Ich bin Dietmar sehr oft begegnet. Dabei hatte er mir auch das eine oder andere Mal von sich erzählt. Immer nur, weil ich neugierig war – von sich aus tat er es nie. Er war ein zutiefst bescheidener Mensch, dessen Wirken viel lauter sprach als seine Worte.

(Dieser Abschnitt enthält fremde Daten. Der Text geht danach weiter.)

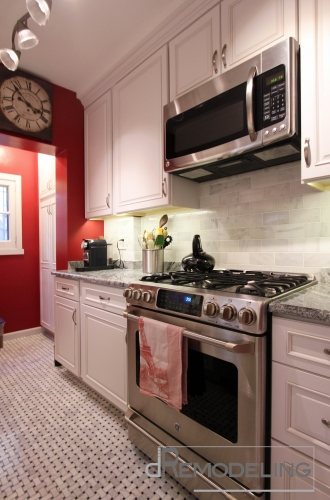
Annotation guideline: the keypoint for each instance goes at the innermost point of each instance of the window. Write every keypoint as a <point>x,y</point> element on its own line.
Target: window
<point>10,214</point>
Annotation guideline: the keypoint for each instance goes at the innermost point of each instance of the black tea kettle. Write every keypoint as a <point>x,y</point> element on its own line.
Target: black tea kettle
<point>199,261</point>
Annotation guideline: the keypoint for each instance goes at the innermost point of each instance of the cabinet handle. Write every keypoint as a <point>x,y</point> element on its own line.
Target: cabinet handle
<point>103,298</point>
<point>214,61</point>
<point>164,187</point>
<point>307,153</point>
<point>326,422</point>
<point>223,55</point>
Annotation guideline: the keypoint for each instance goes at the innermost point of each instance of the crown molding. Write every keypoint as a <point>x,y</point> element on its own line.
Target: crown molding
<point>174,24</point>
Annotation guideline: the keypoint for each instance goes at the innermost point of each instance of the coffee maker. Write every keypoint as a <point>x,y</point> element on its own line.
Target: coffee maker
<point>95,253</point>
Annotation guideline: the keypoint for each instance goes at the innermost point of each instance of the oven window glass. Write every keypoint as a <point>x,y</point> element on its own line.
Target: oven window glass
<point>212,392</point>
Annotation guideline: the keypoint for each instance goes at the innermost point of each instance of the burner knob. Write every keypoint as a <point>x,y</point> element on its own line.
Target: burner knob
<point>147,296</point>
<point>137,294</point>
<point>211,309</point>
<point>128,293</point>
<point>228,312</point>
<point>246,316</point>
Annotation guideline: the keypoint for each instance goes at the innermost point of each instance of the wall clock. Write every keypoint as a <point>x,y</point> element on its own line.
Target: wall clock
<point>25,104</point>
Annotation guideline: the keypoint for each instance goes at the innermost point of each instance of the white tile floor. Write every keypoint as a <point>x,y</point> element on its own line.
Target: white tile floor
<point>60,439</point>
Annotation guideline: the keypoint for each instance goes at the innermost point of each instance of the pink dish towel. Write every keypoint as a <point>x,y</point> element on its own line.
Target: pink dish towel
<point>163,362</point>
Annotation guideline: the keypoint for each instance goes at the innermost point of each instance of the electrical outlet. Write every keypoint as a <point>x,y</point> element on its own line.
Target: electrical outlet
<point>121,244</point>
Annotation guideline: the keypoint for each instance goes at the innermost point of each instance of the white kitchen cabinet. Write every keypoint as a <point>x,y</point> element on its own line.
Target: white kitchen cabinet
<point>46,175</point>
<point>301,400</point>
<point>47,246</point>
<point>314,21</point>
<point>67,325</point>
<point>98,158</point>
<point>250,26</point>
<point>103,342</point>
<point>195,54</point>
<point>139,179</point>
<point>310,483</point>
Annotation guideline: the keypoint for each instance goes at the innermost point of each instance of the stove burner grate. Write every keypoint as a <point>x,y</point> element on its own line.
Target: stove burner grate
<point>256,283</point>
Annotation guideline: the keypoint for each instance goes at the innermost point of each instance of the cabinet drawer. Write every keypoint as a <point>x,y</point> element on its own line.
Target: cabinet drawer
<point>103,297</point>
<point>301,409</point>
<point>302,345</point>
<point>67,288</point>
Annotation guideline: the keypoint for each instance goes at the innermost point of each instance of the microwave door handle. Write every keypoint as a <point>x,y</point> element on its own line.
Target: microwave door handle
<point>249,103</point>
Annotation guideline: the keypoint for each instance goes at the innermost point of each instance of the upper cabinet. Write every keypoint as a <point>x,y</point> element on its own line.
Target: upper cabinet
<point>250,26</point>
<point>195,54</point>
<point>315,97</point>
<point>98,158</point>
<point>46,175</point>
<point>139,179</point>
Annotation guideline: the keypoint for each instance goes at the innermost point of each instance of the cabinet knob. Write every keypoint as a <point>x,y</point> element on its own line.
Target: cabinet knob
<point>326,422</point>
<point>214,62</point>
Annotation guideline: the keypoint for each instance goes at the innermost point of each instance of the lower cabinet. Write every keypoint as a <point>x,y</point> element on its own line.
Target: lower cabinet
<point>90,336</point>
<point>300,411</point>
<point>103,353</point>
<point>67,334</point>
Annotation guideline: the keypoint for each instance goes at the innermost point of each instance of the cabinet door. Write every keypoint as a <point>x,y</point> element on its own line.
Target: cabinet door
<point>249,26</point>
<point>103,354</point>
<point>311,481</point>
<point>46,175</point>
<point>47,242</point>
<point>301,410</point>
<point>67,334</point>
<point>138,100</point>
<point>195,54</point>
<point>315,82</point>
<point>98,158</point>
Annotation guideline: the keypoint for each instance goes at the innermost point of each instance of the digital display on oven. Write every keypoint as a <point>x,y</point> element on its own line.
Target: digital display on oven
<point>185,303</point>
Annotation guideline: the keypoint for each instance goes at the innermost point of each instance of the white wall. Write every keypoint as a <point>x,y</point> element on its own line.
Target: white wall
<point>264,219</point>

Erst als 29-Jähriger fing er mit dem Laufen an. Das Ziel war damals klar: Marathon. Doch die Erfüllung seines Traums wurde zunächst zum Albtraum. Noch unter der Dusche schwor der frischgebackene Marathon-Finisher am 26. Mai 1991 in Hamburg: „Nie mehr so einen Wahnsinn!“ Man kennt das. Es gibt in solchen Momenten zwei Möglichkeiten: Entweder man belässt es bei diesem einen Mal, oder man legt nach – dann aber meist so richtig. Auch Dietmar Mücke entschied sich nach kurzer Bedenkzeit für die zweite Variante. Trotzdem verlief sein weiteres Läuferleben so ganz anders als das der meisten anderen.
Im Jahr 1996 war seine Tochter Bettina im Kindergarten, und die Einrichtung steckte in großen finanziellen Schwierigkeiten. Spontan entschloss sich Dietmar zu helfen. Er erinnerte sich an einen Freund, der im Nachbardorf einen Benefizlauf organisiert und damit Geld gesammelt hatte. Wie man so etwas aufbaut, wusste er damals überhaupt nicht. Er hatte zudem ein großes Problem damit, „Leute anzubetteln“. Trotzdem zog er sein Vorhaben mutig durch und sammelte eine für unmöglich gehaltene Summe von 15.000 DM an Spenden ein. Es war die Geburtsstunde seiner Berufung.
Im Sommer 1999 beobachtete Dietmar seine Kinder beim Spielen. Sie waren barfuß und rannten von der Wiese direkt auf einen geschotterten Weg. Obwohl es bestimmt wehtat und sie schrille Schreie ausstießen, liefen und hüpften sie einfach weiter – es schien ihnen sogar richtig Spaß zu machen. Dietmar erinnerte sich in diesem Moment an seine eigene Kindheit. Barfußlaufen war damals völlig normal gewesen; er hatte es sich über die Jahre nur abgewöhnt. Spontan zog er seine Schuhe aus und tat es seinen Kindern gleich. Seither lief er barfuß. „Ich holte mir ein kleines Stück Kindheit und ein großes Stück Freiheit zurück“, sagte er.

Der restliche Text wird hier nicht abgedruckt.